Campaigns mark one week until Holyrood election

Leaders collage

Scotland's politicians have been looking ahead to polling day with the Holyrood election one week away.

Party leaders set out their vision for the next five years while campaigning across Scotland.


Nicola Sturgeon, SNP

Nicola Sturgeon marked the one-week countdown to polling day with her deputy John Swinney in South Queensferry.

In the shadow of the new Forth crossing, Ms Sturgeon appealed to voters to give her a personal mandate as first minister.

She said: "The SNP is the only party with the strength, unity and vision to move Scotland forward.
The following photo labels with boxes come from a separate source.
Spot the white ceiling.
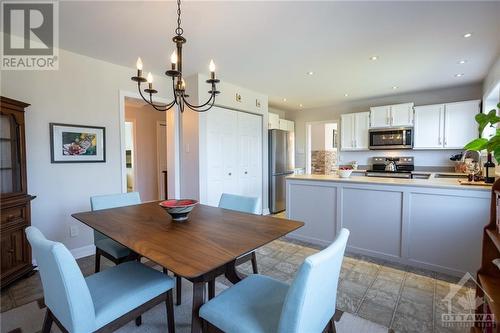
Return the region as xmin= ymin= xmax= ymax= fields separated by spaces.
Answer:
xmin=60 ymin=1 xmax=500 ymax=109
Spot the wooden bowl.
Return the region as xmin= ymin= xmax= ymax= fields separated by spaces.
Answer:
xmin=159 ymin=199 xmax=198 ymax=222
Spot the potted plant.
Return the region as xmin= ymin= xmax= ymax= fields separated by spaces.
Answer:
xmin=464 ymin=103 xmax=500 ymax=163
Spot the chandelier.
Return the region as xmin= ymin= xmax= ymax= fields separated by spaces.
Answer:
xmin=131 ymin=0 xmax=220 ymax=112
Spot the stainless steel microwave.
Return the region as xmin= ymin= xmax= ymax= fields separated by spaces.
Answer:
xmin=368 ymin=127 xmax=413 ymax=149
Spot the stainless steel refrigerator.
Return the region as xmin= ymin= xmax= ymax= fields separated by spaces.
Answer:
xmin=269 ymin=129 xmax=295 ymax=214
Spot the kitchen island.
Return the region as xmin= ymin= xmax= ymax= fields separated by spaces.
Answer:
xmin=286 ymin=175 xmax=491 ymax=276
"Our positive, ambitious plans to shape a better future for Scotland by increasing childcare, transforming the NHS and securing more and better-paid jobs are winning support across the country."


Kezia Dugdale, Labour

Image copyright Enchanted Forest Nursery

Kezia Dugdale warned that not backing Labour could see a further £3bn in cuts imposed on Scotland.

Visiting a nursery in Glasgow, the Scottish Labour leader said she would introduce a three-step programme to create "a fairer country for all".
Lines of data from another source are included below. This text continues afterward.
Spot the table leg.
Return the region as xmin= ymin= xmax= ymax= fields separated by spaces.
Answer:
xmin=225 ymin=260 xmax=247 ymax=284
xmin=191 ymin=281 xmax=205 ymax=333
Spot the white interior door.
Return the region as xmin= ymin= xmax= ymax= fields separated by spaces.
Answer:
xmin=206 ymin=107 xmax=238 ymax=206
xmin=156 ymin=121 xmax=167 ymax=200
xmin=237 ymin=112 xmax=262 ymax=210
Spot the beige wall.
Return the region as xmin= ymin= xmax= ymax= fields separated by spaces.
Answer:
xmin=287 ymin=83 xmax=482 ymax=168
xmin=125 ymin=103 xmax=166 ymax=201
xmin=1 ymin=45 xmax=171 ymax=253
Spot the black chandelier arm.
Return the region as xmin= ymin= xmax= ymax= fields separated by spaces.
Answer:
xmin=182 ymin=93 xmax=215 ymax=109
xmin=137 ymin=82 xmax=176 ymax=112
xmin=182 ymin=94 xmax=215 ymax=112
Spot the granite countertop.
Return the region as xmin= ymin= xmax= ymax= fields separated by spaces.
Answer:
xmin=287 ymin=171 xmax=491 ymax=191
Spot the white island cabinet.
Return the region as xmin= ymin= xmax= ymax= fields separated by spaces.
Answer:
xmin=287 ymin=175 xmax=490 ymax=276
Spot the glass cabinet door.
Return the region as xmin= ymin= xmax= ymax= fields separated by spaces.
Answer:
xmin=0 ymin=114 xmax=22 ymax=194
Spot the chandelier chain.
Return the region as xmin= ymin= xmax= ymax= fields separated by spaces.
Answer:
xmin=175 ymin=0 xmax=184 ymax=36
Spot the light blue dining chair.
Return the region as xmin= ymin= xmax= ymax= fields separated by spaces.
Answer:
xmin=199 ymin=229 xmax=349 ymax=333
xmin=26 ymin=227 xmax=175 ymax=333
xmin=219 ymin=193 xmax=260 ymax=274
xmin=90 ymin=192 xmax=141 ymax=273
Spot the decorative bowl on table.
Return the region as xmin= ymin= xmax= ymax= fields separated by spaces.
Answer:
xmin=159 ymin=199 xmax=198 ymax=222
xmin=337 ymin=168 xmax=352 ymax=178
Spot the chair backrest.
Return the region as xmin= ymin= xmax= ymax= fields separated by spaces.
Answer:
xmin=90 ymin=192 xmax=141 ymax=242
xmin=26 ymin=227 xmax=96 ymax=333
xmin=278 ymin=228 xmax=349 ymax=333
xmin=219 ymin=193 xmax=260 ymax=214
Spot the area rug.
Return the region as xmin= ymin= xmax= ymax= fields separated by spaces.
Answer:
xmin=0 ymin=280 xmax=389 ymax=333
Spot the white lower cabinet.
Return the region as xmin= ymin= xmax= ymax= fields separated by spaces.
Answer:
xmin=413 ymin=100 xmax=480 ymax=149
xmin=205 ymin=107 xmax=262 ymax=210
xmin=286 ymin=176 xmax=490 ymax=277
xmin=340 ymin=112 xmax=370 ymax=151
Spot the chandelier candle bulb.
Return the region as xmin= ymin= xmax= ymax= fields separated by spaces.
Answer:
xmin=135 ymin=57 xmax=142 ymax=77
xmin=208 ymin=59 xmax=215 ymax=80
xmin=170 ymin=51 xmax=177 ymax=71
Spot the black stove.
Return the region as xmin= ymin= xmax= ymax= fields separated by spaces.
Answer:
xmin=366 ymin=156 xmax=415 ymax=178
These include a 50p tax rate on people earning more than £150,000, investment in schools through an increase to the education budget in the next parliament, and a halt to cuts to the NHS and public services.

Ms Dugdale said: "Change isn't easy, but voting for change is. A week from today, I want people to put a cross next to Labour on both their ballot papers so that we can use the powers of the Scottish Parliament to change our country for the better."


Ruth Davidson, Conservatives

Image copyright Ruth Davidson / Twitter

Visiting a waste management plant in Dumfries, Ruth Davidson said her party could be "the strong opposition" that Scotland needs.

The Scottish Conservative leader said she could "hold the SNP to account" and force the next Scottish government to focus on issues that really mattered - such as service provision, jobs and the economy.

Ms Davidson said the Tories were the only party not talking about taking more money out of people's pay packets in the form of extra tax.

She said she wanted to see a "competitive and fair" tax rate to encourage job creation and investment.


Willie Rennie, Lib Dems

Willie Rennie took to a quad bike in Angus while seeking to accelerate his campaign ahead of the vote on 5 May.

The Scottish Lib Dem leader said his party had run a "positive, uplifting campaign" about "making Scotland the best again", which he said was broadening support.

He said: "Everywhere I go, people come up to me to say how pleased they are that our party is campaigning strongly on education and that we are giving mental health the attention it has missed out on for years.

"People are considering voting Liberal Democrat for the first time based on our bold and positive programme for Scotland."